Now...as a Grandmother raising her grandchildren....I can tell you that these children are like my own. They are as much my children as my own children. There is no difference. My youngest daughter is 7, my grandson 6, and my two granddaughters are ages 5 and 3. There is nothing they could do that could make me not love them. I could not imagine anything happening to any of them.
What happened to Caylee is something I find very hard to think about. Caylee did not deserve that. Children do not deserve what happened to Caylee. It is unthinkable. How could someone do that to a baby?
Caylee was the light of George and Cindy's life. I do not have to know them to know that. Can you blame them for holding on to hope that she was still alive? Can you blame them for being in denial that their very own daughter stands accused of murdering her child, their grandchild? It is beyond anything I can imagine. They lost their grandchild, and could very well face losing their daughter.
Clearly, from all media reports, Casey Anthony suffers from mental illness. Let's for a second assume that she did murder Caylee. How could any "normal or sane person murder a two year old child? Some call her a sociopath. Is that not mental illness?
I get angry when I think that Casey could have murdered her own baby. How could anyone not get angry? Still, I pray for her every night. I pray for George and Cindy. This pain will last the rest of their lives. How do you get over something like this? My heart goes out to them.
To George and Cindy, I am so, so sorry for your loss and my heart goes out to you. Caylee was just a precious little angel. I am sorry for what you will have to endure with Casey in the future with her trial. Please know that you are in my thoughts and prayers daily. When I kiss my babies goodnight, I give them an extra kiss for Caylee. I hope you find comfort in knowing that Caylee touched the lives of millions of people....and George and Cindy....you will see her again. This is a promise from God. You WILL see her again.
While we know that Caylee is in the arms of God...there are still so many missing children. Please take a look at the video below and pray for these children and their families. Get some tissue before you watch it.
Parents take every precaution with your children. People make fun of me for being an overly protective mother. When my oldest daughter was about 10, a friend of mine joked that she would be 17 before I let her cross a street by herself. While she was not 17, she was always expected to not play outside alone. If she walked to a friends house she had to walk with someone and call me when she got there and before she came home. We taught her everything we could to protect her. We just do not live in the world I grew up in. It only takes a split second and your children can be gone forever. My younger kids do not play outside alone. I never leave them in the house alone...not even for a minute. There have been times when I went to the store for something quick...and considered leaving them alone in the car. It might be cold out...and getting four kids out of the car is a pain.....but I never do it. It is just simply not worth it. If I cannot see the children...they come with me.

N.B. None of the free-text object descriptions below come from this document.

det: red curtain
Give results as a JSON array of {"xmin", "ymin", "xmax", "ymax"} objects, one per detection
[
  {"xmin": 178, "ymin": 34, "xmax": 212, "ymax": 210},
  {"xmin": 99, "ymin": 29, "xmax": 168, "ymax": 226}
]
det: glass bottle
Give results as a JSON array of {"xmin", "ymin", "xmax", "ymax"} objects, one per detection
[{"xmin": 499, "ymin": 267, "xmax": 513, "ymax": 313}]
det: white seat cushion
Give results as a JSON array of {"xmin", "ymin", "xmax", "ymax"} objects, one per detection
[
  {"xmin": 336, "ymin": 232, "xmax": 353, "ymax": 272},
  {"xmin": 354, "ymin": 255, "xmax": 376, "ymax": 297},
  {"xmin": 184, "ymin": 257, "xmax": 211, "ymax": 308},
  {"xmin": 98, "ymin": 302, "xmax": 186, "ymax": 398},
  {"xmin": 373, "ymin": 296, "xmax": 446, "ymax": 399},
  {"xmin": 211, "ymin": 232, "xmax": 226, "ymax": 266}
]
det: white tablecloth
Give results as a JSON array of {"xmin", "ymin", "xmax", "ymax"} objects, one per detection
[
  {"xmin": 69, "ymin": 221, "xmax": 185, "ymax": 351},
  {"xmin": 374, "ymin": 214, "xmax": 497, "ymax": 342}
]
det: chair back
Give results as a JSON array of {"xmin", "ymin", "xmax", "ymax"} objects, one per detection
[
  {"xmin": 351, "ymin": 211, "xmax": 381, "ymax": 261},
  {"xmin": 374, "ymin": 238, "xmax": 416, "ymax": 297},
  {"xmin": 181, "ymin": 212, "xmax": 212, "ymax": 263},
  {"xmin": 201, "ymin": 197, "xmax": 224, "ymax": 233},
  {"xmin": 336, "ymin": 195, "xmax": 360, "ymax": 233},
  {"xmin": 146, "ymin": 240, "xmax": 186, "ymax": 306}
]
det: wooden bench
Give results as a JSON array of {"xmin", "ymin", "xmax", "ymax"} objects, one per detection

If your child or children are more than you can handle. Tell someone. Nobody is going to blame you for getting help or giving them to someone who will give them a good, happy home and love them as if they were the only child on earth. A family who will give them every opportunity to grow into happy, loving and successful adults. There are so many people who desperately want children. It is your job to give them all these things, whether you do it yourself or allow someone else to do it. Maybe there is a family member that would be willing to take the children...or a friend. Someone at your local church. There are people who would do anything to have children and can't. Just do what is right for THEM. A mothers love comes in my forms.
I have my grandchildren.....and I would not have it any other way.